Shopify’s only response has been to claim they are a “common carrier” like a internet provider or a water company. A Shopify spokesperson told MetroNews, “Shopify is a common carrier, which means that if a merchant’s business and the products it sells are legal in the jurisdiction where it is operating, the merchant is permitted on Shopify.”

This is an easily disproven argument that’s simply designed to obscure Shopify’s refusal to adopt a hate speech policy, as most companies already have. Here’s why:

  1. Shopify already has terms of service that make it clear that they are not a common carrier and do not follow the policy claimed above. In VICE’s recent coverage of #DeleteShopify, they report that the Shopify TOS gives Shopify the right to stop doing business with any company that they deem “offensive, threatening, libelous, defamatory, pornographic, obscene, or otherwise objectionable.”
  2. Shopify earning money from Breitbart by providing a webstore service has nothing to do with free speech. Ending their business relationship would not prevent Breitbart from publishing their hate speech and it wouldn’t prevent Breitbart from selling products on their website. No one would be silenced.
  3. Nearly every major company that provides services online in exchange for money has a hate speech policy, and increasingly they also have fake new policies.

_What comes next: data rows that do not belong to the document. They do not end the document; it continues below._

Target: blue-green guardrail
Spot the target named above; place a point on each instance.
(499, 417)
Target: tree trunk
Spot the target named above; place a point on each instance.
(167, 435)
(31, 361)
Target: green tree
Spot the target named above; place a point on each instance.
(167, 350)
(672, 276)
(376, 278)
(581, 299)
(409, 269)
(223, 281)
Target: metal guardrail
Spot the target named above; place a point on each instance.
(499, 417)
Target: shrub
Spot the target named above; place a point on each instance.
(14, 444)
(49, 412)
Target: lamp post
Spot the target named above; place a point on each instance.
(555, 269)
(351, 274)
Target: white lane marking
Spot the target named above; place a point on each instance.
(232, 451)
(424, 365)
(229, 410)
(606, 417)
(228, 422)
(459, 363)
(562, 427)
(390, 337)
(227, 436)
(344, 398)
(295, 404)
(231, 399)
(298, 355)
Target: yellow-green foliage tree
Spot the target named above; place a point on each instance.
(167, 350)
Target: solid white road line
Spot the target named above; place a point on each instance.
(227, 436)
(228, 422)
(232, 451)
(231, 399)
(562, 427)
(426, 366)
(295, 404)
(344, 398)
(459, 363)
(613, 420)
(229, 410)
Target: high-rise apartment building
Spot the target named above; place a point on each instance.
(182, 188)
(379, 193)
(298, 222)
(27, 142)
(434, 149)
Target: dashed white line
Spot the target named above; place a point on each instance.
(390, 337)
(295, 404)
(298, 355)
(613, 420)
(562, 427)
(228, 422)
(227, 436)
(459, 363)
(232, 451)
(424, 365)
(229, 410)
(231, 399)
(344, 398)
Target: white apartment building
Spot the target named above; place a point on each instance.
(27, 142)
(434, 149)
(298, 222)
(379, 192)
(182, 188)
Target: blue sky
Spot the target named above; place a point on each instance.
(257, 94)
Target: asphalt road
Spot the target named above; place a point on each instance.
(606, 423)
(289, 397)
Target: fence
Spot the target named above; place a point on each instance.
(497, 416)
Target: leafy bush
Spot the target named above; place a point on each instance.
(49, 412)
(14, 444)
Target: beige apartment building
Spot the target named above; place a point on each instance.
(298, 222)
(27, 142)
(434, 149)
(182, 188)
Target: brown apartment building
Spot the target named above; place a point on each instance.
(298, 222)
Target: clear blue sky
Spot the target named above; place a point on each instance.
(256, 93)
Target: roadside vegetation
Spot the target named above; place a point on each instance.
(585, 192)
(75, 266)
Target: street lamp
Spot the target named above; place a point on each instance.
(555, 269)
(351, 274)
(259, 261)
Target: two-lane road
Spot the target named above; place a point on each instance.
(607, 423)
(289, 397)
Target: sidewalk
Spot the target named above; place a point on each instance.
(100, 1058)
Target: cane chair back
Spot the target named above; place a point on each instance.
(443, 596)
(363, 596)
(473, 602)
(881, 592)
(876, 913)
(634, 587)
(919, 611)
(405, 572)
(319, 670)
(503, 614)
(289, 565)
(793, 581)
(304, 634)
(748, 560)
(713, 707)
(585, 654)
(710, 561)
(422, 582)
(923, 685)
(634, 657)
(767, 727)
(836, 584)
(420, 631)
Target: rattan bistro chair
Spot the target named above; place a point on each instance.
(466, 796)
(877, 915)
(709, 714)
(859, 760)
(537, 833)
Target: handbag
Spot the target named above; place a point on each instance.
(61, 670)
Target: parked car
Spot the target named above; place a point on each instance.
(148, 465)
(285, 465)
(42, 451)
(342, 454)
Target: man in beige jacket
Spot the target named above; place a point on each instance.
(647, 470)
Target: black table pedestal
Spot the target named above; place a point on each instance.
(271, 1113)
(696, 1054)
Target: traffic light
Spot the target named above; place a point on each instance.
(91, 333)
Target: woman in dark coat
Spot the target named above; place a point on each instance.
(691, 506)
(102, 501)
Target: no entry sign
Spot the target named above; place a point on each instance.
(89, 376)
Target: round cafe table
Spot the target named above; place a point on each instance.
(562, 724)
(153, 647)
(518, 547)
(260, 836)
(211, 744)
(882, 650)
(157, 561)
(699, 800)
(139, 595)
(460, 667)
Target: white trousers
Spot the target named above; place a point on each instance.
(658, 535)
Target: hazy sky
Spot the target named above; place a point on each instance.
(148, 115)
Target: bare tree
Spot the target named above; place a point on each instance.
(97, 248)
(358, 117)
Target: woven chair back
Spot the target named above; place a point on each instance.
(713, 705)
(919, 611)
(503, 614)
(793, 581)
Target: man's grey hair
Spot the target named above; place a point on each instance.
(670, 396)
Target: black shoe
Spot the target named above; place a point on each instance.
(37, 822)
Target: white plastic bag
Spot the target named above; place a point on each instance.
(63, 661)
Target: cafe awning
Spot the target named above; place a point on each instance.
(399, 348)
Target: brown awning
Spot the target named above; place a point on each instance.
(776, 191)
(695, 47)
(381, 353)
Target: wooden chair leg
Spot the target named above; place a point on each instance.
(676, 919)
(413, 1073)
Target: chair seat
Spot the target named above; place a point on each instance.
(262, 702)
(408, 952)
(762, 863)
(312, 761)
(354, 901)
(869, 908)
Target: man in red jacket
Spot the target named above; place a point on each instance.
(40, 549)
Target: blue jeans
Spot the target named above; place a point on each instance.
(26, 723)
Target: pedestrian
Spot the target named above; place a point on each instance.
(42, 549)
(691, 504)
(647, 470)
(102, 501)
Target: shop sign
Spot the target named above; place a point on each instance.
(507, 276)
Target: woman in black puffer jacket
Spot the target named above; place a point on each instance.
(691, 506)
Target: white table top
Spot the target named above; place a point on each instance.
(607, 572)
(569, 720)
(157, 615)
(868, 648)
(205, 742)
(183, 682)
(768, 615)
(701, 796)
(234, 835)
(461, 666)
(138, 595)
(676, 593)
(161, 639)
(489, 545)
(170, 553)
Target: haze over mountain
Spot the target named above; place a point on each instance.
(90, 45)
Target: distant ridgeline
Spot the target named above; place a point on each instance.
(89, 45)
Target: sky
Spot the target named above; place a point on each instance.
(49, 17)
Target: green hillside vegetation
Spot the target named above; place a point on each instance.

This includes ad networks, publishing platforms, social media, email services, and more — companies that, unlike Shopify, actually provide communication-related (and that means speech-related) services. Giving someone access to publish content on Facebook is much more closely tied to free speech and freedom of expression than a web store, and even Facebook has hate speech policies in place.

If Shopify wants to ignore their existing TOS covering objectionable content and if Shopify wants to avoid adopting a hate speech policy, they should be honest and say why they disagree with the hundreds of major online service providers that have adopted hate speech protections for their services.

Which brings us to their real reason, and it’s quite simple: Shopify doesn’t want to lose revenue by dropping Breitbart as a customer and upsetting the alt-right. Shopify also runs the web store for the Donald Trump campaign and they are worried that once they take responsibility for hate speech, they might have to do it again.